Fintech has gone from a buzzword to become a mainstay in the financial services industry. Almost every player is innovating with technology, investing in new technologies and collaborating with tech infrastructure companies to stay ahead of competition.
In Nigeria, fintech is a rapidly growing industry as multitudes of the population are increasingly reaping the benefits of sending and receiving money without necessarily having a bank account. Nigeria particularly is home to some well-grounded fintech establishments such as Interswitch, Flutterwave, e-Tranzact, Unified Payments, just to mention a few. However, there is still a growing concern in the rate of financial exclusion in Nigeria. According to a report by EFInA in 2018, 36 per cent of Nigeria’s adult population are financially excluded, and although that figure is an improvement on the 2016 figures which put financially excluded Nigerians at 41.6 per cent, the desire to drive Financial Inclusion has led to the establishment of myriads of fintech services in Nigeria.
Xpress Payments is one of the few start-ups that stand out in terms of accomplishments within a short time.
Incorporated in 2016 as a private company limited with a share capital base of N5 billion issued and fully paid up, as well as an asset base of N6 billion, Xpress Payment Solutions Limited is a financial technology company that specializes in the design, implementation and provision of electronic payment solutions.
Licensed by the Central Bank of Nigeria (CBN), the company offers services including but not limited to payment solutions, transaction switching and third-party processing, payment terminal service with notable clients and partners as well as a platform that provides financial services to customers where there are no sufficient initiatives or capacity to establish formal branches.
Beyond these, the company boasts of sound partnership with heavy weights in the Banking Industry; Access Bank, First Bank, United Bank for Africa (UBA), Zenith Bank among others.
Though relatively young in an increasingly competitive space, Xpress Payments has made significant inroads. Notable among these was in Delta State where for a system that could secure, restructure and manage funds were urgent. Xpress Payment’s e-Cashier – a multi-account and multi-bank collection platform designed to enable public and private clients collect and pay funds was considered a perfect fit. In the end the organisation succeeded in helping Delta State realize an increase in the revenue allocation; reduce revenue leakages on the state collections.
Xpress Payment also provided very similar solutions in Ogun and Oyo States. In the former, it did so with the deployment of a revenue monitoring and collection platforms for Ogun State internally generated revenue and State-owned tertiary Institutions using various channels.

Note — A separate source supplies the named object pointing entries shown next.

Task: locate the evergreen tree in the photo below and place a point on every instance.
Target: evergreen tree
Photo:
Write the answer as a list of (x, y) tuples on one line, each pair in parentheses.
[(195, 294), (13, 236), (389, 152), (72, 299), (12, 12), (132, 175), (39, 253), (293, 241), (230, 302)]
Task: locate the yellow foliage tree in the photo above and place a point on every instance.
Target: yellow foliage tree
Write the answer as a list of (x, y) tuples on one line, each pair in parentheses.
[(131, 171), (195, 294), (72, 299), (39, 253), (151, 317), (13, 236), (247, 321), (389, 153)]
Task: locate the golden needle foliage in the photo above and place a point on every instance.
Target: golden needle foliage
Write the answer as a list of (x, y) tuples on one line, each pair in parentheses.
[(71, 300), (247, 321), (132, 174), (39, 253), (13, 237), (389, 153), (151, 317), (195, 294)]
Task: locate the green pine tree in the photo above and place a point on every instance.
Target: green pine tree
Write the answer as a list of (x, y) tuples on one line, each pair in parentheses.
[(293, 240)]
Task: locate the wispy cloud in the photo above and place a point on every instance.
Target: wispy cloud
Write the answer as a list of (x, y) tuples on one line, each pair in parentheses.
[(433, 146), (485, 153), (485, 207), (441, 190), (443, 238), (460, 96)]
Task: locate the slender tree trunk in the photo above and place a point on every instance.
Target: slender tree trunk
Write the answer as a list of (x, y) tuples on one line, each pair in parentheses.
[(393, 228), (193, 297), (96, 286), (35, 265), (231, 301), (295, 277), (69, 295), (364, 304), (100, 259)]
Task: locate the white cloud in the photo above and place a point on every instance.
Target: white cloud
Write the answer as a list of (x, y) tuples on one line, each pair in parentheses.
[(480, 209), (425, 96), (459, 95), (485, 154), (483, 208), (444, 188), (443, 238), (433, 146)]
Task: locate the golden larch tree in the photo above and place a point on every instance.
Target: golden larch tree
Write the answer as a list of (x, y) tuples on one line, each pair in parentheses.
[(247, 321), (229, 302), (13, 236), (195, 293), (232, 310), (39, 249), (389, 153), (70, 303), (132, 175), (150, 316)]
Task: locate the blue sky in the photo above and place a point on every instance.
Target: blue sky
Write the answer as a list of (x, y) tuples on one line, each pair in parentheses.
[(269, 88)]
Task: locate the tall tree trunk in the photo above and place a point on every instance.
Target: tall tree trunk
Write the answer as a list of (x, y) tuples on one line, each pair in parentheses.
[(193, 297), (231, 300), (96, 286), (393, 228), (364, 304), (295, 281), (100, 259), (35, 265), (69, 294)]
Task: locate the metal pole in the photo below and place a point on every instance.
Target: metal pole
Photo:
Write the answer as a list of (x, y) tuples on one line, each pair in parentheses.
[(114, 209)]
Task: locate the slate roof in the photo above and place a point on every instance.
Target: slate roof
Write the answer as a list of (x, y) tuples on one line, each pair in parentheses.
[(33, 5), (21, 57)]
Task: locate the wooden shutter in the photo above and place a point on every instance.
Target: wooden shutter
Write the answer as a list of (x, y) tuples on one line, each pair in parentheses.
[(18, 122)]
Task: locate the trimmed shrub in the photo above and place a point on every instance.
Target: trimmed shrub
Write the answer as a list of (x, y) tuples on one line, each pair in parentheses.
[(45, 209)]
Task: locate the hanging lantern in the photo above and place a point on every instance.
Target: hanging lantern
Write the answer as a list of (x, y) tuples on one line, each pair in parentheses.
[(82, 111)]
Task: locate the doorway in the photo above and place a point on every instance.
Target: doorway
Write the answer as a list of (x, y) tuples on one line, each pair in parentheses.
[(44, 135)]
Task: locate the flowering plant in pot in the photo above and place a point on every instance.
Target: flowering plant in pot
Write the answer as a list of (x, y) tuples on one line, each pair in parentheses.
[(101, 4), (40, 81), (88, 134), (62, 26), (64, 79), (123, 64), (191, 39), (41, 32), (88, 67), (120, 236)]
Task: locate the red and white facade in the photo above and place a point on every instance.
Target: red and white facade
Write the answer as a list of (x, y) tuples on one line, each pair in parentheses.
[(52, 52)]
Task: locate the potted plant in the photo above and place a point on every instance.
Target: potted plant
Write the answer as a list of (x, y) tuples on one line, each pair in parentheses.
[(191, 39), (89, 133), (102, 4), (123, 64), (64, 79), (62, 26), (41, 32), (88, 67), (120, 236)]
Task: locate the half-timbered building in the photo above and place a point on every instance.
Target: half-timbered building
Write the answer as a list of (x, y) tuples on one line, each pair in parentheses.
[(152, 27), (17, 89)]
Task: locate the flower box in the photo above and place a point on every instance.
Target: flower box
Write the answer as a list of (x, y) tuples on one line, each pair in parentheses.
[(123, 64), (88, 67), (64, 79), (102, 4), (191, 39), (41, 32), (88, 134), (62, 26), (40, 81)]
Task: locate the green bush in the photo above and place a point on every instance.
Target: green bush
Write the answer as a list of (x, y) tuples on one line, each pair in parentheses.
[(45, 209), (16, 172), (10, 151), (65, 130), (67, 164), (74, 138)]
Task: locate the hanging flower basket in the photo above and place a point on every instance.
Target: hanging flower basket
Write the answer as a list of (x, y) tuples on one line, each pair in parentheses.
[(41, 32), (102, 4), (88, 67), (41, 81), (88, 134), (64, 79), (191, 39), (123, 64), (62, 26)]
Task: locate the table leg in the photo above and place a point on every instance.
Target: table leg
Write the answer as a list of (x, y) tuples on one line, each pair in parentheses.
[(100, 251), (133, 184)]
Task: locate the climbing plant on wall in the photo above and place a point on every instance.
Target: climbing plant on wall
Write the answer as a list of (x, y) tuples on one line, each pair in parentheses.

While in Oyo State, it employed an effective collection platform, provision of POS and a fund disbursement platform.
Another remarkable feat worthy of mention is Xpress Payments’ Commencement of PTSP Operations in Nigeria, and how in a short space of three years, are remarkably ranked 6th in transaction value as per monthly ranking by NIBSS out of 20 other players. Currently managing POS terminals for 16 merchant acquirers, Xpress Payments also boasts of a robust, flexible and scalable transaction switching and processing platform which is designed as an open development platform, with a broader spectrum of transaction processing and retail banking task automation, to meet the contemporary payment challenges such as mobile payment, prepaid card customization, payment with use of tokens such as account, card, code etc.
Perhaps the most obvious question is how a supposed start-up would flourish in an already saturated fintech industry in Nigeria. Oluwadare Owolabi, managing director and CEO of the company is unperturbed.
“At the inception, few things were at the very core of our objectives; the solutions we brought to bear, which are quite essential in the consumer domain, we equally gave a careful thought to products and services that are not rendered by our competitors, which gave us an insightful edge into the minds and needs of the consumers,” says Owolabi. “A fitting example would be one of our products; e-cashier; this product was developed to enable public and private clients collect and pay funds, monitor what was collected from the desk of the merchant and sweep to a designated account.
The feel-good story of Xpress Payment is essentially a by-product of understanding the needs of the consumers, as well as a desire to maintain an enviable level of flexibility and simplicity of products and services rolled out to consumers.
“In the process of rolling out a product we have made it a point of duty to adopt the simplest patterns possible without reducing the quality of the said product,” says Oluwatoyin Albert, group head, Switching and Terminal Services.